Sister Ray: The Definitive Save Editing Guide

You’ve got the tools, the drive, and a save file begging for a rewrite. This guide cuts straight to the game’s guts—three high-impact mods: injecting cash into your wallet and kitchen stash, resetting your sobriety counter for that annoying achievement, and twisting character relationships into whatever you want. Skip the grind, hit the source code with a text editor and a few key parameters. Just data.

 

Locating the Core

Your save file isn’t hidden in some cryptic folder. It’s sitting right where you’d expect. Navigate to your Windows drive (usually C:), then:

Users > Your Username > AppData > LocalLow > The Growing Stones > SisterRay

Inside, you’ll find your save files. Always work on a copy. Create a fresh in-game save before editing so you’ve got a clean fallback. Trust me, I learned this the hard way—don’t skip this.

 

The Critical Edit: Money, Stash, and DaysClean

Open your save file with Notepad. You’ll see a wall of text—don’t panic. We’re hunting specific strings. Hit Ctrl+F and find:

  • Money: Your wallet cash.
  • MoneyStash: Cash hidden in your kitchen.
  • DaysClean: Days without using cats.

Change the number next to each. Swap Money=150 to Money=99999. For DaysClean, set it to 365 or higher—might trigger that sobriety achievement on your next load. This is your main lever.
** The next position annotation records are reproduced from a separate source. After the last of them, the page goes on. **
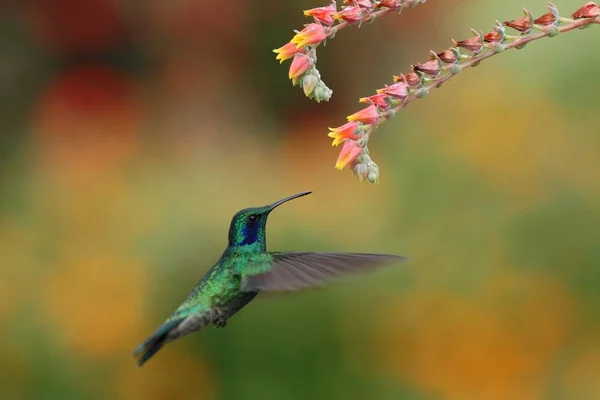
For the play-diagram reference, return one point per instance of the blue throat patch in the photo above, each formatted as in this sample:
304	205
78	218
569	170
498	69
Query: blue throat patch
250	234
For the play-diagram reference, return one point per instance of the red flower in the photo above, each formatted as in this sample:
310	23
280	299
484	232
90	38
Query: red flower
368	115
545	19
520	24
590	10
311	34
322	14
492	37
398	90
473	44
448	56
346	131
379	99
431	67
366	4
299	66
287	51
350	151
349	14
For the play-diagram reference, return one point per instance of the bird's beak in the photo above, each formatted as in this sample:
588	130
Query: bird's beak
292	197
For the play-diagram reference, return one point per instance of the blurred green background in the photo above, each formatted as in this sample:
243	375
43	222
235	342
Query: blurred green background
133	131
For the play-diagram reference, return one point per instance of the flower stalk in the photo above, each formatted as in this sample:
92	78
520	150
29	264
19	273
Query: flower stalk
327	22
441	67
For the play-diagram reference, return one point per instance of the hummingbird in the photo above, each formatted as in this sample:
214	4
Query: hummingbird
246	268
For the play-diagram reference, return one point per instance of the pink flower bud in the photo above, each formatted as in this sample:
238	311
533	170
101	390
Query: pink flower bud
350	151
397	90
369	116
300	64
379	99
311	34
350	14
346	131
545	19
523	24
322	14
590	10
287	51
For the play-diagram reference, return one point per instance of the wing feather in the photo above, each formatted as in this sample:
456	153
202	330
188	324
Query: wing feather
302	270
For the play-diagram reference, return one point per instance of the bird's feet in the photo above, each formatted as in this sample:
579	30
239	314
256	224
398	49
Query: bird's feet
219	320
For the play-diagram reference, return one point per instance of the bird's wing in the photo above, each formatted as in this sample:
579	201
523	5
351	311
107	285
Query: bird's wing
294	271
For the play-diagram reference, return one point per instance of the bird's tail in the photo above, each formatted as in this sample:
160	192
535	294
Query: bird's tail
155	342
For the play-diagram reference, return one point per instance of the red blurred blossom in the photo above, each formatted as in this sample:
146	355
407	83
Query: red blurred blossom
473	44
545	19
350	151
397	90
300	64
350	14
590	10
520	24
492	37
287	51
311	34
346	131
368	115
322	14
89	118
75	25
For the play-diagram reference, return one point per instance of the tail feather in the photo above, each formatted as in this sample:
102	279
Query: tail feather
154	343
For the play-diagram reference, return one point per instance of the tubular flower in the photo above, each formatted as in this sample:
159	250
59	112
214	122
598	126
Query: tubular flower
368	115
397	90
346	131
379	100
349	14
300	64
287	51
366	4
311	34
590	10
350	151
322	14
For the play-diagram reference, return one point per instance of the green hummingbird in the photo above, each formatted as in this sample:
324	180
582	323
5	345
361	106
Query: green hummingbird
246	268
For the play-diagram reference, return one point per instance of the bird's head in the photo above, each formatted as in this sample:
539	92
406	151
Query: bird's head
248	226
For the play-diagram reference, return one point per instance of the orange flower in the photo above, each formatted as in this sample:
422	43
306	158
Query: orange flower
287	51
349	153
366	4
520	24
300	64
349	14
545	19
412	79
590	10
346	131
398	90
493	37
431	67
311	34
368	115
322	14
473	44
380	100
448	56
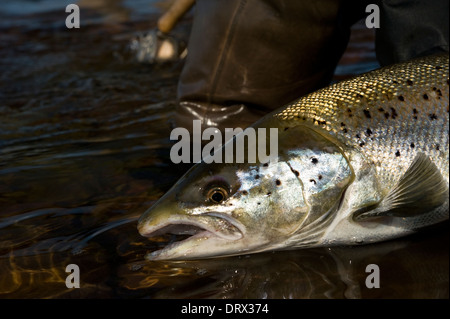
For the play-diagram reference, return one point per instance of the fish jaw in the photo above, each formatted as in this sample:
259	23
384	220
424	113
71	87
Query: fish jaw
211	233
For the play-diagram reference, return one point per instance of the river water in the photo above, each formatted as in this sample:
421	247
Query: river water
84	151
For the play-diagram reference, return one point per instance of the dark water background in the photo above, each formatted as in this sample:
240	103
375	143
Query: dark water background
84	150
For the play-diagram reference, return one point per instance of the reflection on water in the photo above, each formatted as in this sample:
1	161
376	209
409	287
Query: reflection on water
84	150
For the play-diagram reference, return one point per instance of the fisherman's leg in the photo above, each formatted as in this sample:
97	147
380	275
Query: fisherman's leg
246	58
411	28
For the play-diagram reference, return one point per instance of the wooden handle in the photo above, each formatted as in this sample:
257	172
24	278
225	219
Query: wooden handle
167	22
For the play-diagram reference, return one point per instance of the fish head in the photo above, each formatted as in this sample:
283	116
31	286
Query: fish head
239	208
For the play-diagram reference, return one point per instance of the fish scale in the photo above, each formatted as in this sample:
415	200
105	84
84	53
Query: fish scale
389	115
361	161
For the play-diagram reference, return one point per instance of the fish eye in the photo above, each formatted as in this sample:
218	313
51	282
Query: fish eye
217	194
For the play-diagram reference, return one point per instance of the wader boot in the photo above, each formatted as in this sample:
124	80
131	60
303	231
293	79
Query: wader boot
249	57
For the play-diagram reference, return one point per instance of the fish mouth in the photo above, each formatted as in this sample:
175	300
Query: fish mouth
189	231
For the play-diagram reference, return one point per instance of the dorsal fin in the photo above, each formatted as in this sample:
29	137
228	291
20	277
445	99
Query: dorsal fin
420	190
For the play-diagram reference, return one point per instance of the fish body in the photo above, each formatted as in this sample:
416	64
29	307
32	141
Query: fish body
361	161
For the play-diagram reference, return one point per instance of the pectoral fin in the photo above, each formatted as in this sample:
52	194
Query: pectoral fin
420	190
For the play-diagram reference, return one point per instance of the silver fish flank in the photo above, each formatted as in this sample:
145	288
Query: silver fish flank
361	161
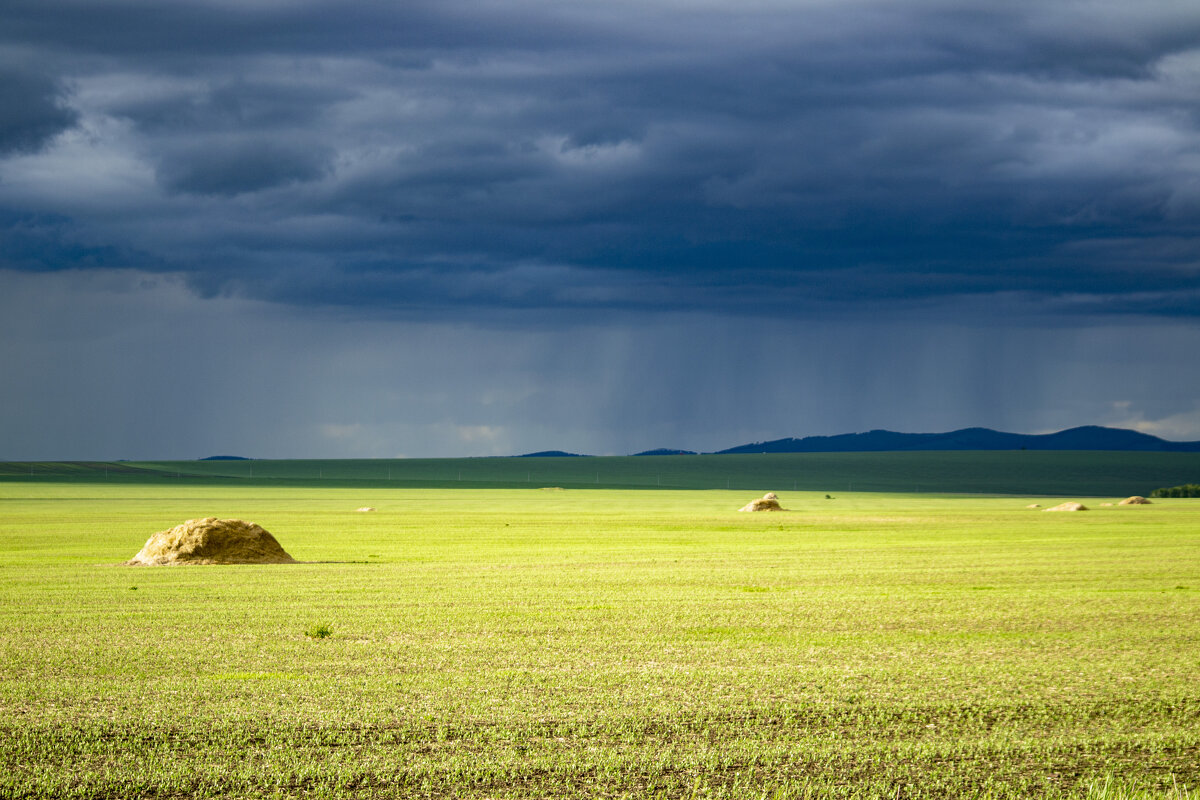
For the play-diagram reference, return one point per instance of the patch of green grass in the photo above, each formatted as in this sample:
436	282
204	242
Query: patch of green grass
318	631
580	644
Notepad view of a save file with the Money, MoneyStash, and DaysClean parameters highlighted.

 

Rewriting Relationships: The Attitudes Array

Below the cash and sobriety data, you’ll find the Attitudes array. It’s a list of numbers—relationship points with each character. The order is fixed, so you need to map which number goes to which character.

Looks like: Attitudes=50,30,80,0,10. Each number is affection. To max a relationship, change it to 100 or 999. Start with 100. Save, load in-game, check the character’s dialogue or relationship screen to verify.

The Attitudes array in the save file, with three values highlighted for editing.

 

The Time Loop: One Day for All Quests

You can break time too. Find ClockHours and ClockMinutes. Set ClockHours=6 and ClockMinutes=0 to reset the game to early morning. This lets you complete quests locked to specific times—effectively doing every quest in a single day. Dev bait roast: whoever designed that time-gating needs a reality check.

The Load Order: A Critical Warning

Here’s the biggest trap. If you save in-game, exit, edit the file, save it, then re-enter, your changes won’t apply automatically. You must manually load the edited save from the in-game menu.

Correct workflow:

  1. Save your game in a new slot.
  2. Minimize or exit the game.
  3. Open the save file, make edits, save it.
  4. Launch the game and manually load that save.

Alternatively, stay in the game. Save in-game, edit the file while the game’s running, save it, then load that save from the menu. Changes take effect instantly. In my experience, the second method is faster.

 

Final Checks

After loading your modified save, check your wallet and kitchen stash immediately. If the numbers stick, the edit worked. Talk to a character whose attitude you changed—their dialogue should match the new value. For DaysClean, you might need to sleep or advance a day for the game to register the change and unlock the achievement.

Editing a save file is precision work. One wrong digit can corrupt the file. If something breaks, your backup save is your only lifeline. Keep it safe.